Nuclear-specific taxes are not a significant component of nuclear energy economics and are assumed to be zero at the global level; where they have existed, such taxes have generally been small or have since been discontinued (World Nuclear Association, 2023).
Bioenergy🔗
Global subsidies for bioenergy are estimated at approximately USD 58 billion in 2017, including around USD 38 billion for biofuels and USD 20 billion for biomass used in electricity generation (Taylor, 2020). Global bioenergy supply is approximately 50 EJ of primary energy in 2017 in En-ROADS, implying an average subsidy of about 1.2 USD/GJ. Using the model’s endogenous estimate of 8.8 USD/GJ for bioenergy production cost, this corresponds to roughly 15% of cost. Because bioenergy markets are highly heterogeneous and significant portions of bioenergy consumption occur outside formal markets, this value should be interpreted as a broad representative estimate.
Bioenergy is typically tax-preferred rather than taxed in most jurisdictions, and no major economy imposes a significant net tax burden on biofuels or biomass electricity. The effective global tax rate on bioenergy is therefore assumed to be zero.
Summary of Baseline Tax and Subsidy Assumptions🔗
The resulting baseline parameters implemented in the model are summarized below.

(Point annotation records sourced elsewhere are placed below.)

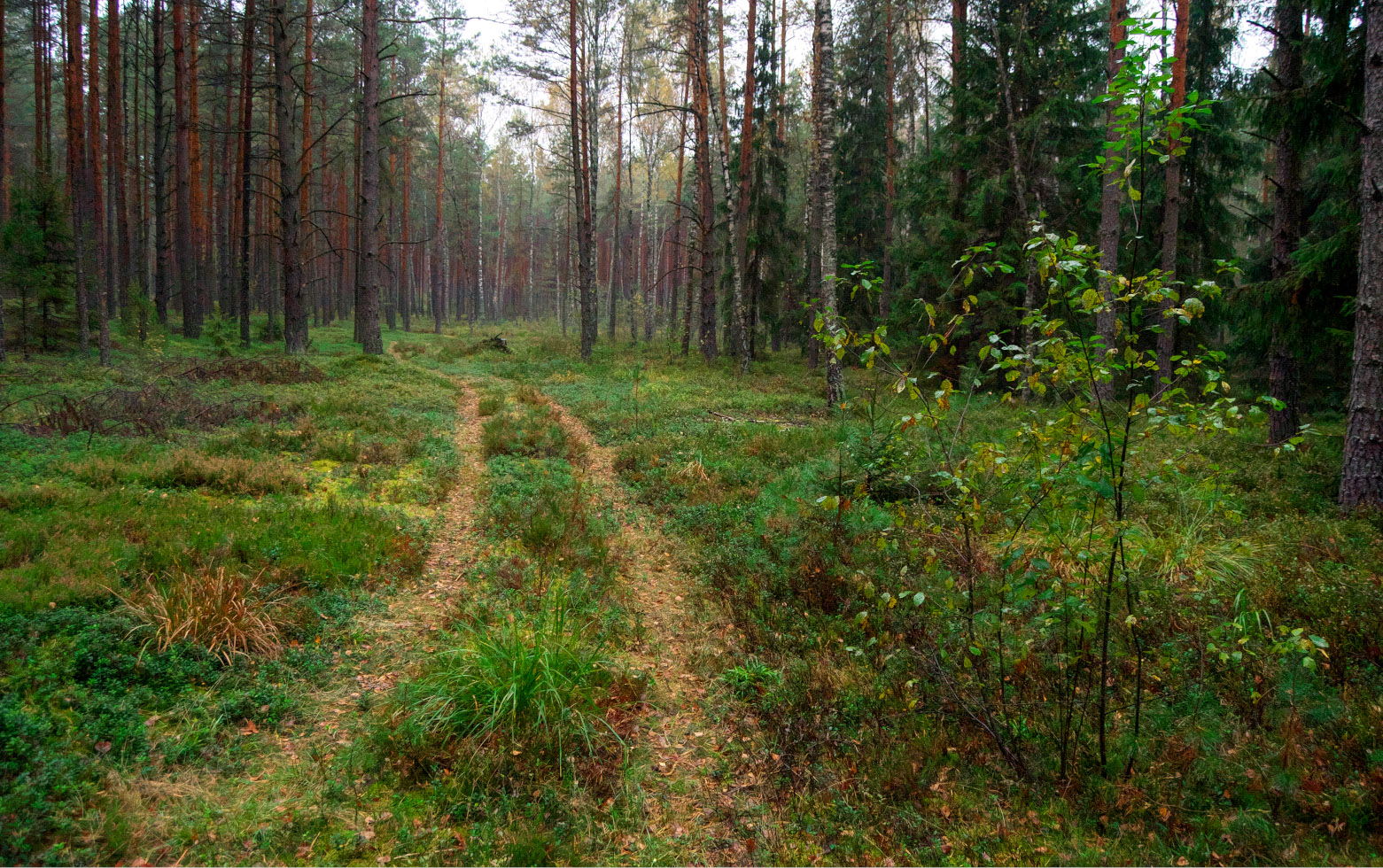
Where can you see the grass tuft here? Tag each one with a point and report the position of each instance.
(221, 609)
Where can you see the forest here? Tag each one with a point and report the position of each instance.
(624, 431)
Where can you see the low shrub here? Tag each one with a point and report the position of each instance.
(534, 431)
(192, 469)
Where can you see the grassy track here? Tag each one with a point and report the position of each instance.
(461, 607)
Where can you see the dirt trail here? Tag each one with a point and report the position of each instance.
(710, 776)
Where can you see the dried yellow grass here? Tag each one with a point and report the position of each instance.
(221, 609)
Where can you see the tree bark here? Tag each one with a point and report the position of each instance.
(1361, 481)
(160, 201)
(290, 185)
(700, 27)
(78, 167)
(1171, 206)
(120, 223)
(371, 340)
(616, 242)
(1109, 192)
(407, 252)
(742, 204)
(438, 248)
(885, 291)
(581, 180)
(825, 182)
(1284, 375)
(246, 105)
(959, 19)
(185, 239)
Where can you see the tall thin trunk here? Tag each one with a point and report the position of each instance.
(4, 150)
(825, 182)
(1361, 481)
(41, 163)
(1017, 167)
(404, 276)
(244, 152)
(890, 163)
(1171, 204)
(290, 184)
(680, 229)
(700, 27)
(120, 223)
(305, 204)
(1109, 191)
(438, 249)
(78, 167)
(616, 246)
(959, 19)
(94, 153)
(1284, 375)
(744, 347)
(185, 241)
(369, 339)
(581, 180)
(160, 144)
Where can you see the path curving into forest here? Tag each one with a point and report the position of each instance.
(710, 787)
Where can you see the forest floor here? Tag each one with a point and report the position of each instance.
(517, 609)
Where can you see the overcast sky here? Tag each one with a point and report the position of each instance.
(493, 29)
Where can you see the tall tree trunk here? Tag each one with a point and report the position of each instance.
(41, 162)
(78, 165)
(1171, 204)
(96, 231)
(885, 291)
(680, 229)
(305, 204)
(185, 241)
(160, 201)
(1361, 480)
(823, 132)
(1109, 192)
(438, 248)
(404, 276)
(616, 244)
(959, 19)
(118, 221)
(244, 152)
(1017, 167)
(742, 205)
(4, 151)
(371, 339)
(290, 184)
(700, 27)
(1284, 374)
(581, 180)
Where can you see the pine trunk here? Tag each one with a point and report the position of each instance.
(823, 132)
(371, 340)
(1171, 206)
(1361, 481)
(185, 236)
(1284, 374)
(742, 205)
(1109, 191)
(290, 184)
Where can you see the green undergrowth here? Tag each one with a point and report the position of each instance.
(811, 527)
(517, 726)
(189, 539)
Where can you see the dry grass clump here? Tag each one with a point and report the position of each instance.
(224, 611)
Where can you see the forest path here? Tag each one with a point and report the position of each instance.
(711, 776)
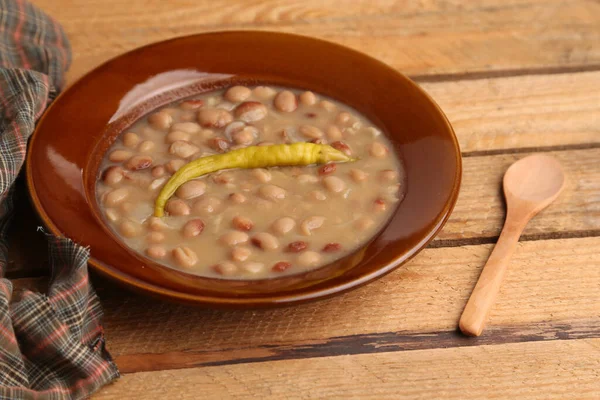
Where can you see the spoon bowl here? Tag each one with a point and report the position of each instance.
(533, 182)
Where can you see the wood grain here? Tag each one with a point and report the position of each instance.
(525, 112)
(479, 213)
(356, 344)
(419, 38)
(552, 281)
(549, 370)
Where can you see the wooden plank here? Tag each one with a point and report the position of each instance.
(419, 38)
(550, 281)
(525, 112)
(480, 211)
(549, 370)
(356, 344)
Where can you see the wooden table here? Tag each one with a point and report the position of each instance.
(514, 77)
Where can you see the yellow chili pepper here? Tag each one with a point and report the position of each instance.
(249, 157)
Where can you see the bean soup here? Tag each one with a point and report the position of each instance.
(255, 223)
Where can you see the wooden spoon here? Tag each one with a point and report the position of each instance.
(530, 185)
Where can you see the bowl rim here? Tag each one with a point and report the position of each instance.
(310, 293)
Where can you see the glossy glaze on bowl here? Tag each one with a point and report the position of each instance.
(70, 140)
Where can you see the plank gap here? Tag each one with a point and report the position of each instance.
(539, 149)
(503, 73)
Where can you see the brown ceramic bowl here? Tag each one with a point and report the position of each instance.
(69, 142)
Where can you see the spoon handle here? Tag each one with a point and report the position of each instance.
(484, 295)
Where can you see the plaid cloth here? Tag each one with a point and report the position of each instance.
(51, 345)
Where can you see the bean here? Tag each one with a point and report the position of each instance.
(332, 248)
(115, 197)
(327, 169)
(156, 224)
(217, 143)
(379, 205)
(155, 237)
(214, 117)
(305, 178)
(206, 134)
(262, 204)
(113, 175)
(183, 149)
(344, 118)
(157, 183)
(246, 136)
(184, 257)
(263, 92)
(283, 225)
(158, 171)
(281, 266)
(343, 147)
(126, 207)
(170, 111)
(131, 139)
(363, 223)
(111, 214)
(129, 229)
(251, 111)
(253, 267)
(378, 150)
(388, 175)
(236, 94)
(187, 127)
(297, 247)
(237, 198)
(136, 163)
(234, 127)
(311, 132)
(193, 227)
(240, 253)
(272, 192)
(119, 155)
(242, 223)
(334, 184)
(225, 268)
(234, 238)
(265, 241)
(333, 133)
(223, 178)
(191, 189)
(160, 120)
(308, 98)
(191, 104)
(156, 252)
(175, 136)
(310, 224)
(173, 165)
(207, 205)
(309, 259)
(261, 174)
(374, 132)
(327, 105)
(177, 207)
(285, 101)
(317, 195)
(358, 175)
(146, 146)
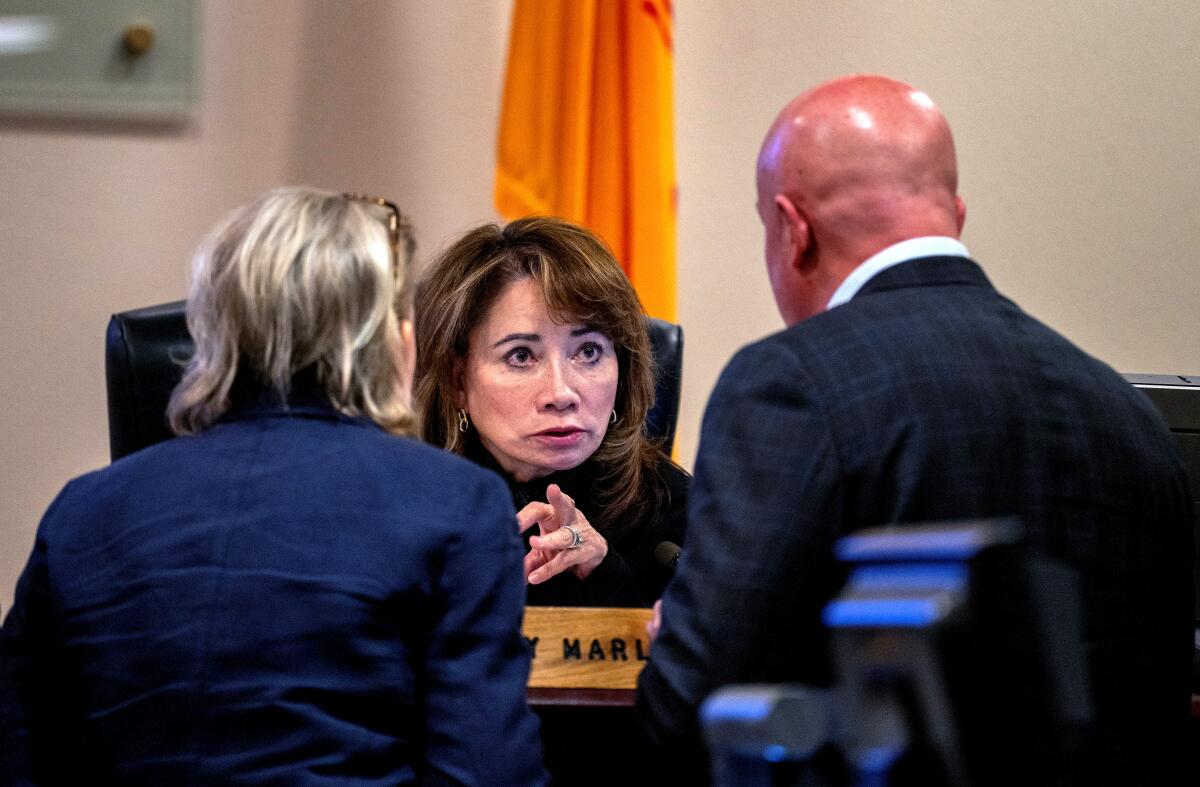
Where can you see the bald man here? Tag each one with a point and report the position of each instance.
(906, 390)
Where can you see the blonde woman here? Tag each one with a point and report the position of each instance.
(283, 594)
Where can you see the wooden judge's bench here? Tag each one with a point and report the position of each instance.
(582, 685)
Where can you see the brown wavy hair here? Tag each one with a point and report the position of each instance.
(581, 282)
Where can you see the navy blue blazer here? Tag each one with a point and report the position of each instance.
(292, 596)
(929, 396)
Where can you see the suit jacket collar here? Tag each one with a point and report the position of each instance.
(928, 271)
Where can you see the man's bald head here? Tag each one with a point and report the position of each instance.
(847, 169)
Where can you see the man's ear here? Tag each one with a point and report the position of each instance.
(795, 228)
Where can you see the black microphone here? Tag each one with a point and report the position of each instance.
(667, 553)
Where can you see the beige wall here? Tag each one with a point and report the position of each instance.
(1074, 125)
(1077, 133)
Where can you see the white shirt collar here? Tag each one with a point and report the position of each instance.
(894, 254)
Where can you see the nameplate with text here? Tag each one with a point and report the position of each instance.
(586, 647)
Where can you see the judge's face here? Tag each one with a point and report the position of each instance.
(540, 392)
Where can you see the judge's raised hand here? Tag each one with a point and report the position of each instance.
(565, 541)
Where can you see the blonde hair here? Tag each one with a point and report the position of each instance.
(299, 280)
(580, 280)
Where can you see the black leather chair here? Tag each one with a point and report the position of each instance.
(145, 350)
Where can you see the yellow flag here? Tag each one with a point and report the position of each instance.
(587, 130)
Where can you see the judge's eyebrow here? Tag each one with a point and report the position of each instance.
(537, 337)
(519, 337)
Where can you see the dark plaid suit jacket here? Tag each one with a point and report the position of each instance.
(927, 397)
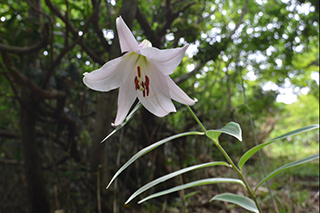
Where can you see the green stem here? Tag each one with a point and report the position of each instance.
(238, 171)
(197, 119)
(228, 159)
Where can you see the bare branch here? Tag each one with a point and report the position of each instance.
(189, 74)
(22, 50)
(244, 11)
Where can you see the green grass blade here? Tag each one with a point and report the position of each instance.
(231, 128)
(193, 184)
(245, 157)
(287, 166)
(242, 201)
(148, 149)
(135, 109)
(173, 174)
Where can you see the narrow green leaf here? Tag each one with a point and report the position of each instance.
(148, 149)
(171, 175)
(231, 128)
(135, 109)
(191, 194)
(193, 184)
(287, 166)
(242, 201)
(245, 157)
(297, 131)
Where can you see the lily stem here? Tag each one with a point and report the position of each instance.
(228, 159)
(238, 171)
(197, 119)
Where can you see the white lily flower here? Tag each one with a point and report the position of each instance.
(143, 73)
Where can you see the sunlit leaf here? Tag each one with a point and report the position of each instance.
(245, 157)
(287, 166)
(242, 201)
(193, 184)
(231, 128)
(148, 149)
(171, 175)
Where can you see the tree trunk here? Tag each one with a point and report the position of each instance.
(32, 166)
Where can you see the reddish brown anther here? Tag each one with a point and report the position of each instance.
(139, 71)
(136, 81)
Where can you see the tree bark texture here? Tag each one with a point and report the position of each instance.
(32, 161)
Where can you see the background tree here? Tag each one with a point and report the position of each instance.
(51, 125)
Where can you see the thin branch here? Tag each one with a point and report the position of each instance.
(243, 13)
(148, 32)
(189, 74)
(74, 32)
(8, 134)
(23, 50)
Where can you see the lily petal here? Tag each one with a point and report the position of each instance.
(127, 41)
(158, 102)
(112, 74)
(178, 94)
(169, 58)
(126, 98)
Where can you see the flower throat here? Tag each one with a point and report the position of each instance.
(141, 85)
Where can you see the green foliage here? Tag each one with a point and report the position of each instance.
(242, 201)
(230, 40)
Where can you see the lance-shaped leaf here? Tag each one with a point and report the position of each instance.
(231, 128)
(173, 174)
(245, 157)
(287, 166)
(148, 149)
(242, 201)
(193, 184)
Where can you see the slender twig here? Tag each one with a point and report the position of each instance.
(228, 159)
(256, 143)
(238, 171)
(197, 119)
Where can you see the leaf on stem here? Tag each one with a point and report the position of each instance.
(193, 184)
(173, 174)
(287, 166)
(231, 128)
(245, 157)
(242, 201)
(148, 149)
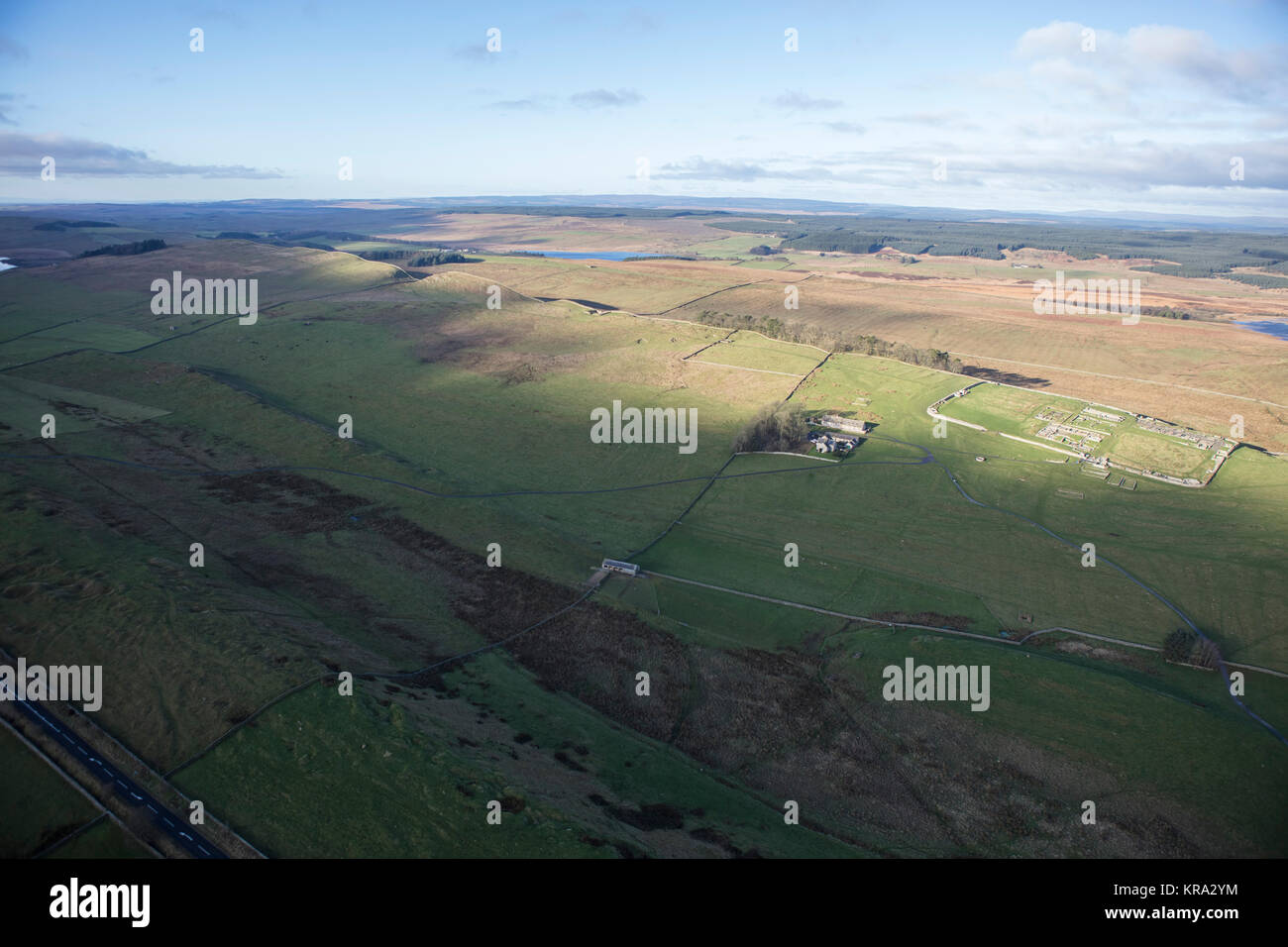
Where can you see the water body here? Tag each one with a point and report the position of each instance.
(600, 256)
(1276, 329)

| Energy source | Coal | Oil | Natural Gas | Renewables | Nuclear | Bioenergy |
|---|---|---|---|---|---|---|
| Taxes (% of cost) | 0% | 35% | 0% | 0% | 0% | 0% |
| Subsidies (% of cost) | 30% | 20% | 30% | 25% | 30% | 15% |
| Net tax (% of cost) | -30% | 15% | -30% | -25% | -30% | -15% |
These values represent global averages and are subject to significant uncertainty due to aggregation across countries, sectors, and policy mechanisms.
Carbon Tax🔗
A carbon tax on fuels reduce the margin and profit of that source. Carbon taxes, which depend on the fuel's carbon density and fuel losses, increase the variable costs of that fuel. For fuel-generated electricity, the adjustment to the cost of fuel also depends on the thermal efficiency of that source. The increase in cost with a carbon tax can be partially offset with the net of CCS costs minus incentives.
Clean Electricity Standards🔗
Besides taxes and subsidies, market-driven credits or certificates are another mechanism to drive electricity to achieve target standards. En-ROADS allows the user to choose the sources to be counted as qualifying, the target percent of qualifying sources of electricity produced, the duration over which to achieve the target, and the base cost of the credits or certificates. The costs of buying certificates and potential fines for not reaching the standard are paid for by all sources, whereas only qualifying sources reap the revenue.